Bien sûr, ce n'est pas moi qui ai reçu le Prix Raymond-Devos de la langue française. Cette année-là, c'est Stéphane De Groodt qui a été distingué et honoré. Prendre la pose au pupitre, une façon de faire le pitre. En hommage à cet homme que j'admire depuis mes 15 ans.
...
(Paris. Radio France. France Culture. Déc. 2003.)
Devos : Je trouve qu'on se ressemble !
Moi : Pas seulement physiquement.
Lui : Qu'est-ce que vous voulez dire ?
Moi : On se ressemble aussi...
Lui : aussi quoi ?
Moi : aussi... vocalement.
Lui : Faites-le ! Pour voir !
Moi : Alors, j'lui dis (avec sa voix), JE VOUS IMITE !
Lui : Mais vous le faites bien !
Entre lui et moi, tout a commencé comme ça. On sortait du studio 134 où je l'avais interviewé pour l'émission du samedi midi, "Le livre de la rédaction". Pour la sortie de son dernier opus : "Les 40 èmes délirants". Au Cherche-Midi. Je m'étais dit : pour un homme qui passe pour être à l'Ouest, publier au Midi, logique, non ? Mais je n'avais pas osé la lui faire pendant l'enregistrement. Pas osé non plus le faire parler de ces années passées en Allemagne, comme STO, déporté du travail, là où le soir, dans le stalag, pour distraire ses camarades de chambrée, il avait commencé à improviser des petits sketches drôles et absurdes.

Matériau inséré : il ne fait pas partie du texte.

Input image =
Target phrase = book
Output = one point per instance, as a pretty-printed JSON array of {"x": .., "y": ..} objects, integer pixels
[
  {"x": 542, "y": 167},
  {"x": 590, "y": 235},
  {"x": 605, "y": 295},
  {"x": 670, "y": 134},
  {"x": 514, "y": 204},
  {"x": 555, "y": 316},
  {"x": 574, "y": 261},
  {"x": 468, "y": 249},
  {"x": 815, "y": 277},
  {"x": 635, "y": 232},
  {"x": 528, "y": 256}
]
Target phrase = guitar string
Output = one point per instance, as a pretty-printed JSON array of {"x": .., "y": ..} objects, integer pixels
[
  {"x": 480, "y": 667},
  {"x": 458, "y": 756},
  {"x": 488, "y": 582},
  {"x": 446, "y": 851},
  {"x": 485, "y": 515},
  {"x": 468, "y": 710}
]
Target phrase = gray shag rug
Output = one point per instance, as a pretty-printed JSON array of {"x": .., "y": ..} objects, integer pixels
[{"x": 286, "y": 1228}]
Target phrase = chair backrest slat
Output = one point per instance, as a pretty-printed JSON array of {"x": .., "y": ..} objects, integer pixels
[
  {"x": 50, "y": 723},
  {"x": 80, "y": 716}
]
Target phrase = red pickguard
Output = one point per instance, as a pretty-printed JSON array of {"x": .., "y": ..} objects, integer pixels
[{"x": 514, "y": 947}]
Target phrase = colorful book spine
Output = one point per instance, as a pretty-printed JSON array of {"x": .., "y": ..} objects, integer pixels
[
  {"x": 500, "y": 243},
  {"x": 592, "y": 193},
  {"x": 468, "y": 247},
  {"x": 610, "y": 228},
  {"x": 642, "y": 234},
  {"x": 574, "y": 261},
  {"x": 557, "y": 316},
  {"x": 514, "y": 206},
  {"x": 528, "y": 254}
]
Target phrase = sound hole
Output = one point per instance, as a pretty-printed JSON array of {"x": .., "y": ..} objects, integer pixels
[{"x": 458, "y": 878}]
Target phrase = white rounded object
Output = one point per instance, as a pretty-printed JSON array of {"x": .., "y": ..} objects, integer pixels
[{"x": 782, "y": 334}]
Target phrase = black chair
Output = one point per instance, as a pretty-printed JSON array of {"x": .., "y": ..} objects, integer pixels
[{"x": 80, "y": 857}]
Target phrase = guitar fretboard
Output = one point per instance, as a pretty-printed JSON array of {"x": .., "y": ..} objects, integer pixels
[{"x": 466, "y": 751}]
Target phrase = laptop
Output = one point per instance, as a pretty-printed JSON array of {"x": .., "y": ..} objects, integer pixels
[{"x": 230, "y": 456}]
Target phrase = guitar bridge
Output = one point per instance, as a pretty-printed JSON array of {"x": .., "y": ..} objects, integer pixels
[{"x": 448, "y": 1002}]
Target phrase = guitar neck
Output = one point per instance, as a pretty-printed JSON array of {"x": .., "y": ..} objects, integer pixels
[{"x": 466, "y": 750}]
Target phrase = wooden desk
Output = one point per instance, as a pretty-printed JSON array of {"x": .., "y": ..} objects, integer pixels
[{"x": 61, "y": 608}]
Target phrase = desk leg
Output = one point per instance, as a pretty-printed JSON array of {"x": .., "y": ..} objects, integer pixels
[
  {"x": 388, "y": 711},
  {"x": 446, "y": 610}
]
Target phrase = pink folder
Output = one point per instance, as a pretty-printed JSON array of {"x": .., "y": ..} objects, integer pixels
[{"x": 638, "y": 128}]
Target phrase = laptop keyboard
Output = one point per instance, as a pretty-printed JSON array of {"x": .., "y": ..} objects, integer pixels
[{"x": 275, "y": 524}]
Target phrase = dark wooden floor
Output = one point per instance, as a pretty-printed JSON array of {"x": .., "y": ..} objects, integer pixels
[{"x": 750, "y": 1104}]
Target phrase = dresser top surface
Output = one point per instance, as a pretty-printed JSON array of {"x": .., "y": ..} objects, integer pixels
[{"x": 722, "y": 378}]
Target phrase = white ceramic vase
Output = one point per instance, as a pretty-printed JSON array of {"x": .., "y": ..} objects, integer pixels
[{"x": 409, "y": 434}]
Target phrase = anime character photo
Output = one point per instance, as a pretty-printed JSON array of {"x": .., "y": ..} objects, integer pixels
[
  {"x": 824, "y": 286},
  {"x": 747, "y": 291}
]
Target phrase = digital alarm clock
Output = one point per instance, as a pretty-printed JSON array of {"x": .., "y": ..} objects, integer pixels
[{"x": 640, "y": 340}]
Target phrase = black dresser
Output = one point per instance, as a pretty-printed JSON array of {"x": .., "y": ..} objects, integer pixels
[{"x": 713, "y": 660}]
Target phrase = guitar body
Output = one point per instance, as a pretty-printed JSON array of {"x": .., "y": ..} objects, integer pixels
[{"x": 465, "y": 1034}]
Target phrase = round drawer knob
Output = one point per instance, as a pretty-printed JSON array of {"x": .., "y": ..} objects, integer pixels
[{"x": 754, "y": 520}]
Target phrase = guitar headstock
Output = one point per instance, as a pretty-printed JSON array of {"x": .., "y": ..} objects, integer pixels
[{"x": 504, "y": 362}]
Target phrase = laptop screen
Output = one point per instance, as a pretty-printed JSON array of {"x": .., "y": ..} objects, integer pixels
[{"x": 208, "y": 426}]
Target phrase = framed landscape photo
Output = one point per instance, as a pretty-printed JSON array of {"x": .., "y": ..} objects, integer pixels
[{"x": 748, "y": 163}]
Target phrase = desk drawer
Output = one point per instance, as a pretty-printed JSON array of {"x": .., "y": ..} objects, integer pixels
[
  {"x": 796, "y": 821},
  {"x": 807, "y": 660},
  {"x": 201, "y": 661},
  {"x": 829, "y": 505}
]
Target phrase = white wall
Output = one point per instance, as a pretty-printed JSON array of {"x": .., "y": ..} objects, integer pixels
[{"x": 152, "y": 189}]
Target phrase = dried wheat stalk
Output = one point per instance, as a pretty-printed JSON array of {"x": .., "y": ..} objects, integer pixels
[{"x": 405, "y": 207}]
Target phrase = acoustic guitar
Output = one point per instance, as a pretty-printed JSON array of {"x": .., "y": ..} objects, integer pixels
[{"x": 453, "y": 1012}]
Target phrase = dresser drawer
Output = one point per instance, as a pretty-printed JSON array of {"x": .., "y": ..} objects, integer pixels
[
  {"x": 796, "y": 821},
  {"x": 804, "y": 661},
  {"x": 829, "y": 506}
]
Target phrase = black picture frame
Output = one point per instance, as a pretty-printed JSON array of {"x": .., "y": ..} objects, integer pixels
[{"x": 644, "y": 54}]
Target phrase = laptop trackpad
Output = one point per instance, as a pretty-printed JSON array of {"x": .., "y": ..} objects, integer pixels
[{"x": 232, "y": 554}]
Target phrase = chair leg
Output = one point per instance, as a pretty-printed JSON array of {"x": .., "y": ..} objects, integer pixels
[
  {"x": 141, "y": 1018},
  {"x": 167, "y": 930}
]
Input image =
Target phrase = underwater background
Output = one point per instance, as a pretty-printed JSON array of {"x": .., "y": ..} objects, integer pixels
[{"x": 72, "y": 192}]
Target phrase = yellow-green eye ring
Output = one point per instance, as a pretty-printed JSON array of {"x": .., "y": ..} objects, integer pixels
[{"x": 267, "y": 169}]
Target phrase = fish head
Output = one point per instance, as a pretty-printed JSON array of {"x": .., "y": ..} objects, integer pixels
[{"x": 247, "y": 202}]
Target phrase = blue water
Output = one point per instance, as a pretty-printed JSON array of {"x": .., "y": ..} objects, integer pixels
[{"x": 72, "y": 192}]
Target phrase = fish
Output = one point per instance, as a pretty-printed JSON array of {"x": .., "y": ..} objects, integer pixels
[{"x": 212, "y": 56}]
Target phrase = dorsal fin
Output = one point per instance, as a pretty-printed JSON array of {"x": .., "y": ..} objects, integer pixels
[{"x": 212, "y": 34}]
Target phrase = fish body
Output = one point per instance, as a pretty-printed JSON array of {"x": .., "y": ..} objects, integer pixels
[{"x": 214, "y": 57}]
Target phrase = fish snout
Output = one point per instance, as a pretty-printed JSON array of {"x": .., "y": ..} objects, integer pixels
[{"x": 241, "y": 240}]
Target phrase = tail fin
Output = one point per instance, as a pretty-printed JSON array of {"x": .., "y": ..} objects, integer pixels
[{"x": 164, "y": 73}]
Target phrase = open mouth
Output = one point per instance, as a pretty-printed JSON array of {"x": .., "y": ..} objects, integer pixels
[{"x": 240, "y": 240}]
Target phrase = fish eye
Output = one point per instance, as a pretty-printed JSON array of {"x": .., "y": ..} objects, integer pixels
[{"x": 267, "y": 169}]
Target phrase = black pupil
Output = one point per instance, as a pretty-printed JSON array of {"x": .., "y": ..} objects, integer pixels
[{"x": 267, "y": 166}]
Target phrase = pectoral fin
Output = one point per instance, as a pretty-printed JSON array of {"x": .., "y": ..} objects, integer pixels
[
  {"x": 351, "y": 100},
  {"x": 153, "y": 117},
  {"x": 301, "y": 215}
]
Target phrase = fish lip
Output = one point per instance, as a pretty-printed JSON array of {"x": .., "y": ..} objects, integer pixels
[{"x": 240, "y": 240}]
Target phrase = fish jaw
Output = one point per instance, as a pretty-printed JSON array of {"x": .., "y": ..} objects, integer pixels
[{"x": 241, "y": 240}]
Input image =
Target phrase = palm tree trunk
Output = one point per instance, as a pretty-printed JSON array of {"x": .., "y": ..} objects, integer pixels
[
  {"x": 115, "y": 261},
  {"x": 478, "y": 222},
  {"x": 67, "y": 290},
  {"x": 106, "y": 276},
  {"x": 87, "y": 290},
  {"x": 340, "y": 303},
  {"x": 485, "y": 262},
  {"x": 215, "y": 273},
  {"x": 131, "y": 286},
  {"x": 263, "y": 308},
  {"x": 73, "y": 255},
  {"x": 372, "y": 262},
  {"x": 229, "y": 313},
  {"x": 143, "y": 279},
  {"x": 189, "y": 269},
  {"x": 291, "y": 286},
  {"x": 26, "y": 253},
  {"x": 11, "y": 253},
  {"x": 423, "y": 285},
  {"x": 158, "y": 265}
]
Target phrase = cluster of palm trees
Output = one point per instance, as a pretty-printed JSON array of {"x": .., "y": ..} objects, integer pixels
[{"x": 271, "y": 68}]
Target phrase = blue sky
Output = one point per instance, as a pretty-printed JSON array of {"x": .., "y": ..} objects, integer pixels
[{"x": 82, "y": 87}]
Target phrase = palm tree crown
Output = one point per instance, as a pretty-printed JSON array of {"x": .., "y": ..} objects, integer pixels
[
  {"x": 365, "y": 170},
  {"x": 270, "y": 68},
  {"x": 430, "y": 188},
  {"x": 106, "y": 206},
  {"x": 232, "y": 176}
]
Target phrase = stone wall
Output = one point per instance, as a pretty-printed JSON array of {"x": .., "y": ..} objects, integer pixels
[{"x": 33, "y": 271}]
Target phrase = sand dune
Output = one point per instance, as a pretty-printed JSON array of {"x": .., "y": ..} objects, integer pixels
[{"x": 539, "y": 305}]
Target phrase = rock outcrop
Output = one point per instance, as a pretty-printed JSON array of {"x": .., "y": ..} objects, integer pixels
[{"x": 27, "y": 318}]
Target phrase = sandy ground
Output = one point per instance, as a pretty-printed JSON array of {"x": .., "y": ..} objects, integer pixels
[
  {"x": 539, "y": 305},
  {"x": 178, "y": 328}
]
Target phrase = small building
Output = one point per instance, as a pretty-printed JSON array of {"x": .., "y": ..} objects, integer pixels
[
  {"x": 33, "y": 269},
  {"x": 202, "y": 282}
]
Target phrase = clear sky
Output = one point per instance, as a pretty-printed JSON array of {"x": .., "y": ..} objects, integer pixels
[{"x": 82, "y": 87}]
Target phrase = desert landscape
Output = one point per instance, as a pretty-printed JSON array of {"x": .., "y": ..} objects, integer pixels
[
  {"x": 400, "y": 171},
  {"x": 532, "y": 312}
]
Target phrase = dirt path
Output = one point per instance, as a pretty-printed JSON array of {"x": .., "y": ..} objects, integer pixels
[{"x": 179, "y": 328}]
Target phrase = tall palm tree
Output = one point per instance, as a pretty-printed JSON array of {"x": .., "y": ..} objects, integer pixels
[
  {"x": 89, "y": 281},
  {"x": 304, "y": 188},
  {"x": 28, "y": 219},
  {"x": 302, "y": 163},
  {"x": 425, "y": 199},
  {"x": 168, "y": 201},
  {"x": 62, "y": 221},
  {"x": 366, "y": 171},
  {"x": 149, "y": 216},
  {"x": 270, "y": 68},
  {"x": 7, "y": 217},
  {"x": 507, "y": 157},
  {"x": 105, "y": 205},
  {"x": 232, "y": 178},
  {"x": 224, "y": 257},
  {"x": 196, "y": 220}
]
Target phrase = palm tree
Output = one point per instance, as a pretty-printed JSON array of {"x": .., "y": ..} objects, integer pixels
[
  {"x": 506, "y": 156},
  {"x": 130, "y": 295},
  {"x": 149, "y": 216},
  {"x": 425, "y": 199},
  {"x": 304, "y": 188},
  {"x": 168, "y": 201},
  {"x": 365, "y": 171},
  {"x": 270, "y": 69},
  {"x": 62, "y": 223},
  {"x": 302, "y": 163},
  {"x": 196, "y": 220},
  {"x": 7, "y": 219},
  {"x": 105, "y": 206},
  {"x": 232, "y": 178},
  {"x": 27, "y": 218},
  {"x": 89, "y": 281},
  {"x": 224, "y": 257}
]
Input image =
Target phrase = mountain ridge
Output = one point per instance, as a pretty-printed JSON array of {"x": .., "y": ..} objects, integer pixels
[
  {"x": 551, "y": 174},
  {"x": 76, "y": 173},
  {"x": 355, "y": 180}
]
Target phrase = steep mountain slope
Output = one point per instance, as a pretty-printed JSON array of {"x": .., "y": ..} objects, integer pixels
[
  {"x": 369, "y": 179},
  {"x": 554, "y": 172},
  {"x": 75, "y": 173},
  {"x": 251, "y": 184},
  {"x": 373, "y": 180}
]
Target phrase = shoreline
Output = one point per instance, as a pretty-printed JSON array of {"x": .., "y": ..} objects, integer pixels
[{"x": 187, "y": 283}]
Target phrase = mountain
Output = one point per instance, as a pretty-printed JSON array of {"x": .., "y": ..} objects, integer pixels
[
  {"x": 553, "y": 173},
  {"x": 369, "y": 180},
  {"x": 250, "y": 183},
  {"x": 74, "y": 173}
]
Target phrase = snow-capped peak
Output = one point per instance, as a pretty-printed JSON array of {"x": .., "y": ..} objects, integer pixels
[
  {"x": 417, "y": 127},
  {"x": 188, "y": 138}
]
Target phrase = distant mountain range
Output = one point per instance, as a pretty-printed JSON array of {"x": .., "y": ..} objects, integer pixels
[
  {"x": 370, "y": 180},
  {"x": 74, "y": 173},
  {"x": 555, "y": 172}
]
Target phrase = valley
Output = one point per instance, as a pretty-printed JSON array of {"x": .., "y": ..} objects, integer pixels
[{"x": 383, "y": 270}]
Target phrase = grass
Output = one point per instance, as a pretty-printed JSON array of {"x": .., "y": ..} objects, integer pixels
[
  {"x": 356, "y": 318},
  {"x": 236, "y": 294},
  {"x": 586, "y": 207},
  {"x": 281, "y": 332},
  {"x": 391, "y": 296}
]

Raymond Devos n'aimait pas qu'on lui parle de ce temps-là. Il ne voulait rien devoir aux Allemands.
Le raccompagnant jusqu'à l'ascenseur qui descend Porte B, Devos me prend le bras et me dit : je suis au Salon du Livre, samedi et dimanche, venez me voir, ça me fera plaisir.
Le samedi, chose promise, chose due, comme au Salon, j'y suis, pour signer, au stand du Castor Astral, mon petit roman "Verlaine avant-centre", vers midi, je pousse logiquement jusqu'au Cherche-Midi.
- Ah, vous êtes là !
Puis, s'adressant à la bonne centaine d'admirateurs de la queue qui serpente autour de la table où il dédicace à fond la caisse, Devos hurle : Le p'tit, là, il m'imite !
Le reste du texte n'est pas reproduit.